Curiosamente, es exactamente lo mismo que escuchas en muchas empresas de Tudela y media Navarra. “No acabamos de funcionar.” “Aquí cada uno va a la suya.” “Hay demasiados jefes y pocos que tiren del carro.”Y cuando rascas un poco aparece siempre lo mismo: nadie sabe realmente quién manda, quién decide y quién tiene autoridad de verdad: El organigrama existe… pero sólo en la web. La delegación existe… pero sólo en el PowerPoint, y el jefe, cuando ve que las cosas no fluyen, hace lo que hacen muchos líderes cuando empiezan a perder el control: apretar más, más reuniones, más supervisión, más tensión, más ego. Justo lo que vimos el otro día en el Real Madrid.Porque lo más llamativo no fue lo que dijo Florentino.

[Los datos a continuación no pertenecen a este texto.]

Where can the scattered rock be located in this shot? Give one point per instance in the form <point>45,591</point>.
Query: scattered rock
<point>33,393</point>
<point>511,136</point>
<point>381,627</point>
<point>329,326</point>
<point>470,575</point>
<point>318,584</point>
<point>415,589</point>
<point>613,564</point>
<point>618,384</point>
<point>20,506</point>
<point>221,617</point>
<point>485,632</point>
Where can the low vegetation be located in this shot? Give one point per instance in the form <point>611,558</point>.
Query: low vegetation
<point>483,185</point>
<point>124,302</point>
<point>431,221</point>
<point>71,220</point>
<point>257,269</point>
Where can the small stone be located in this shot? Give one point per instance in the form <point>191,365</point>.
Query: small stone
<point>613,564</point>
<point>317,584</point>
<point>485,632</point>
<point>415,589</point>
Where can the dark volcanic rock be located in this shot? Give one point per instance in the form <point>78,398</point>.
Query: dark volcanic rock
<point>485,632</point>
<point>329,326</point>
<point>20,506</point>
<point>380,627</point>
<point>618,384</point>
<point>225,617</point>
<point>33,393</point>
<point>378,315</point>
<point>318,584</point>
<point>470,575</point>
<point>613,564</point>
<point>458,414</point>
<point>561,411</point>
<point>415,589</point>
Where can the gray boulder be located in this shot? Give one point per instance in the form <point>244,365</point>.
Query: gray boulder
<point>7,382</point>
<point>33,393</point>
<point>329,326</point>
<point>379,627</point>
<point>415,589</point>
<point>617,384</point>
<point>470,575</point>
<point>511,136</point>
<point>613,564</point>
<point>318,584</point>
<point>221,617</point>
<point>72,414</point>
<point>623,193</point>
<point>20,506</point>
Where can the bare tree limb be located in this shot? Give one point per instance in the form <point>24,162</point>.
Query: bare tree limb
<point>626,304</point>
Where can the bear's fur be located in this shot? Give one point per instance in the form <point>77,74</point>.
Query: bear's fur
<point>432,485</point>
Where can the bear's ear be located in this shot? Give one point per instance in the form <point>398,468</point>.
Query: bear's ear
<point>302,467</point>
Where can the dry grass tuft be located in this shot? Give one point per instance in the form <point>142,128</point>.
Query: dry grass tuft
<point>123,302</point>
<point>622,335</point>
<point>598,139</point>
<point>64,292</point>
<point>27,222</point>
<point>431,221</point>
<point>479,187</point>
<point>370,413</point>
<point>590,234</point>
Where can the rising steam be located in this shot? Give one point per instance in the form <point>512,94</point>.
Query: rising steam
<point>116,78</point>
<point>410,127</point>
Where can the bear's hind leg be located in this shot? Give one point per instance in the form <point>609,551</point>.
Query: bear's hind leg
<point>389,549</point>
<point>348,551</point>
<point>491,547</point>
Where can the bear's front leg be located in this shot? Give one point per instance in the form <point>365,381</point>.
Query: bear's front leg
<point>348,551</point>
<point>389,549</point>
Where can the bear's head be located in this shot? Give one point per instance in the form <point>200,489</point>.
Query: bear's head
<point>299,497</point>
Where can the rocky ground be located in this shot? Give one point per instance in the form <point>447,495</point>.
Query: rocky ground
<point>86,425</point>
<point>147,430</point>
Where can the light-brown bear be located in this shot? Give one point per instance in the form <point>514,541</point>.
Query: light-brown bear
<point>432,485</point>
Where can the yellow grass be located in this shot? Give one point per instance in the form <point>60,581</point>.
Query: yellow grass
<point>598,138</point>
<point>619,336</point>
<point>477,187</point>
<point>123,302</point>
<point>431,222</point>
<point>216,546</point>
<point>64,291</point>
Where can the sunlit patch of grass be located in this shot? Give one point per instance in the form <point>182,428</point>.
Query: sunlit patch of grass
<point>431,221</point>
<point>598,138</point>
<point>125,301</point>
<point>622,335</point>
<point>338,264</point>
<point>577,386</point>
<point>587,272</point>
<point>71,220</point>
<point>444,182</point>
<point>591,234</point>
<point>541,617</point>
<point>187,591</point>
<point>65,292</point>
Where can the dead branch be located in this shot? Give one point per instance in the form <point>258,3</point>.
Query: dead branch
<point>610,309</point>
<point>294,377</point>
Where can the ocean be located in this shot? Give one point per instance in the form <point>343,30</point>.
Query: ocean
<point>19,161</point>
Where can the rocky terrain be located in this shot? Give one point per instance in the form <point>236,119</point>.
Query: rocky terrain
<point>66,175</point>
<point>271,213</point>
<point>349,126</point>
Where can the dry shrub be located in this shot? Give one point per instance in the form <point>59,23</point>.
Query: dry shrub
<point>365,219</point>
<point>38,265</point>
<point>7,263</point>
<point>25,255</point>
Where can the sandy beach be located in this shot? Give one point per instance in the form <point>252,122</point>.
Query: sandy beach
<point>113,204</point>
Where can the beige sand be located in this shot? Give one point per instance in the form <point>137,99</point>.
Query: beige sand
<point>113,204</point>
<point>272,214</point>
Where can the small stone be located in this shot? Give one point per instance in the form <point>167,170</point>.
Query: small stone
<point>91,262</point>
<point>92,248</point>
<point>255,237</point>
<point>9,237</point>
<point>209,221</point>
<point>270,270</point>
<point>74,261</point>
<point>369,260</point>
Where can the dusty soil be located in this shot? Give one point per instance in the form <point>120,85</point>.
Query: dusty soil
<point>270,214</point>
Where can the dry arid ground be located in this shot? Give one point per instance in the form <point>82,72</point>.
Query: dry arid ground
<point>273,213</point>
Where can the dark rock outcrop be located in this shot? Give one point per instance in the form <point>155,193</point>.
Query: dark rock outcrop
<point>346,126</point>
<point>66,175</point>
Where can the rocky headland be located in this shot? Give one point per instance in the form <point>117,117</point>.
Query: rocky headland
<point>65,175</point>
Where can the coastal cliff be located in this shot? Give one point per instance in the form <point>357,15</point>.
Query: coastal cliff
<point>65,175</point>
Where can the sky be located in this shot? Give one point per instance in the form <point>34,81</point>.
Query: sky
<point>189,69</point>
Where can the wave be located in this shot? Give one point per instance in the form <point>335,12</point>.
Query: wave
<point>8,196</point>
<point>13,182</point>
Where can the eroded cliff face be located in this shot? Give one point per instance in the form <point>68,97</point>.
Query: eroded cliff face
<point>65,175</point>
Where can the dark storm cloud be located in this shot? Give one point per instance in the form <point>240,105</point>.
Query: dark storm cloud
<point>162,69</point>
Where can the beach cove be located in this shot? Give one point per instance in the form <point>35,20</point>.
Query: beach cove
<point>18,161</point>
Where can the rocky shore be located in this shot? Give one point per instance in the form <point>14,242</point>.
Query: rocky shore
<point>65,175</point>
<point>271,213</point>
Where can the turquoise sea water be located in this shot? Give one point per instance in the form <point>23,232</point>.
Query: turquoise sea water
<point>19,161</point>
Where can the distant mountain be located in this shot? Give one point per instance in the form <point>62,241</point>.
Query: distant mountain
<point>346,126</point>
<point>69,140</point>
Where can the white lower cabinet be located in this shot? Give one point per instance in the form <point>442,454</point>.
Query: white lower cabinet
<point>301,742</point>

Fue cómo lo dijo.
Papeles perdidos.
Argumentos repetidos.
Necesidad constante de justificarse.
Y esa frase que probablemente perseguirá durante años al madridismo:
“No ha habido un Madrid más glorioso que conmigo.”
Quizá en títulos sí. Pero no necesariamente en grandeza. Porque el Madrid ganó Copas de Europa con Bernabéu, Di Stéfano, Zidane o Del Bosque representando algo más importante que ganar: la sensación de clase.
Y hoy, muchas veces, el club parece vivir permanentemente enfadado con alguien:
Con la UEFA.
Con los árbitros.
Con la prensa.
Con el Balón de Oro.
Con Twitter.
Con todo.
Carl Jung decía: “Todo lo que nos irrita de los demás puede llevarnos a comprendernos a nosotros mismos.” Y quizá ahí está el verdadero problema del Madrid actual: que ya no escucha. Sólo responde.
Mientras tanto, en Navarra, el madridismo sigue siendo casi una religión popular. En Tudela, la Peña Madridista Santa Ana lleva décadas reuniendo generaciones enteras de aficionados blancos. Porque aquí el fútbol todavía se vive en bares, sobremesas y discusiones absurdas entre amigos.
Y quizá por eso duele más ver ciertas cosas. Duele ver al Barça levantando la Liga mientras el Madrid parece demasiado ocupado luchando contra fantasmas. Duele ver cómo Vinicius se convierte más veces en símbolo de confrontación que de fútbol. El madridista navarro Puede agradecerle a Florentino las Champions.
Puede reconocerle el mérito económico. Pero también empieza a percibir algo profundamente humano: que hay líderes que construyen imperios… y luego son incapaces de abandonar el trono.
Eso pasa en empresas. Pasa en política. Y también pasa en el fútbol. Porque llega un momento donde el problema ya no es la capacidad.
Es saber cuándo escuchar.
Cuándo delegar.
Y cuándo apartarse antes de convertirte en caricatura de ti mismo.
El Real Madrid seguirá ganando títulos porque es demasiado grande para desaparecer. Igual que los bares de Tudela seguirán llenándose cada vez que haya una semifinal europea. Pero cuidado. Los clubes no empiezan a deteriorarse cuando pierden partidos. Empiezan a deteriorarse cuando dejan de parecerse a lo que eran.
Y quizá la pregunta incómoda no sea qué le pasa hoy al Real Madrid. Quizá la verdadera pregunta es: ¿cuánto tiempo puede seguir un líder hablando de sí mismo antes de que entendamos que hace tiempo dejó de hablar del proyecto?